Dalam diskusi digital berjudul Sains Hidrologi untuk Pengelolaan dan Restorasi Permanen Lanskap Ekosistem Gambut Tantangan Pembasahan Gambut di Tapak, Selasa 29 September 2020, Deputi Bidang Penelitian dan Pengembangan BRG, Haris Gunawan menuturkan Indonesia punya tantangan yang besar dalam melakukan restorasi, dan diskusi ini diharapkan menemukan titik temu pengetahuan dan teknologi untuk menuju kondisi ideal hidrologis di lanskap gambut.
Direktur Hokkaido Institute of Hydro-Climate, Japan, Prof Hidenori Tokahashi dalam paparannya menyebut penurunan lapisan utama dari gambut dari tahun ke tahun. Melalui monitoring satelit, dia memantau kondisi titik panas di Kalimantan Tengah. “Meski begitu, area yang dipantau tersebut memiliki indeks air yang tinggi,” ucap dia.
Hidenori mengatakan, tingginya ground level air penting bagi memotong dekomposisi lahan gambut. Melihat hal ini, dia menyarankan perlunya manajemen konservasi.
Sementara Environmental Coexistent Center for SEA Studies, Kyoto University, Prof Osamu Kozan menyatakan, restorasi sangat sulit dan dibutuhkan manajemen lahan dan sistem penanaman yang prima. Untuk itu, Osamu mengajukan dua hal penting bagi proses restorasi lahan gambut. “Langkah pertama yaitu manajemen air, kedua yaitu rencana pembudidayaan tanaman spesies asli dan manajemen lahan,” kata Osamu.
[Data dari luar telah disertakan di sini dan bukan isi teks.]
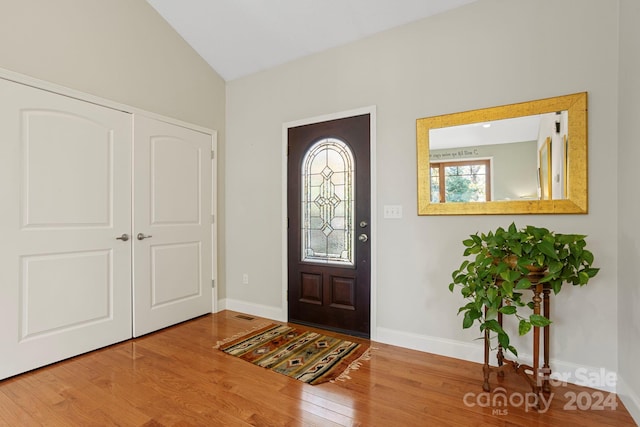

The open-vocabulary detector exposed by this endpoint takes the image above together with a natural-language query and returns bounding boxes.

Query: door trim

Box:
[281,105,378,341]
Menurut Osamu, masalah utama dari kondisi hidrologis tanah gambut tropis yaitu kesuburan dan proses hidrologis. “Diantaranya terdapat kapasitas penahan air yang rendah, kontrol kelembaban tanah yang sulit, aliran air tanah yang tidak bisa diprediksi, dan lapisan permukaan yang mudah terbakar,” kata dia.
Sementara itu, Kapokja Wilayah Sumatera Kedeputian Konstruksi, Operasi dan Pemeliharaan BRG, Soesilo Indrarto dalam paparannya menyebut mengenai kanal blocking yang dibangun dari area teratas gambut ke area terendah. “Dari kanal tersier, kanal kedua, dan yang terakhir kanal utama,” ucap dia.
Indrarto mengatakan, ada dua model konstruksi kanal, semi permanen dan permanen. Kanal semi permanen digunakan untuk akses yang sulit dan arus air yang lemah. Sementara itu, konstruksi permanen digunakan untuk arus air yang kuat, yang menuju sungai atau lautan. Meski saat ini kanal blocking efektif, masih terdapat beberapa kekurangan.
Peneliti Singapore-MIT Alliance for Research and Tecnology, Alaxender R. Cobb, menyebut temuannya metode kanal blocking di area dome gambut. “Kanal block yang memotong kubah gambut dapat menghindarkan emisi tapi sayangnya, kita tidak dapat meningkatkan indeks air seperti saat sebelum kanal terbuat,” paparnya.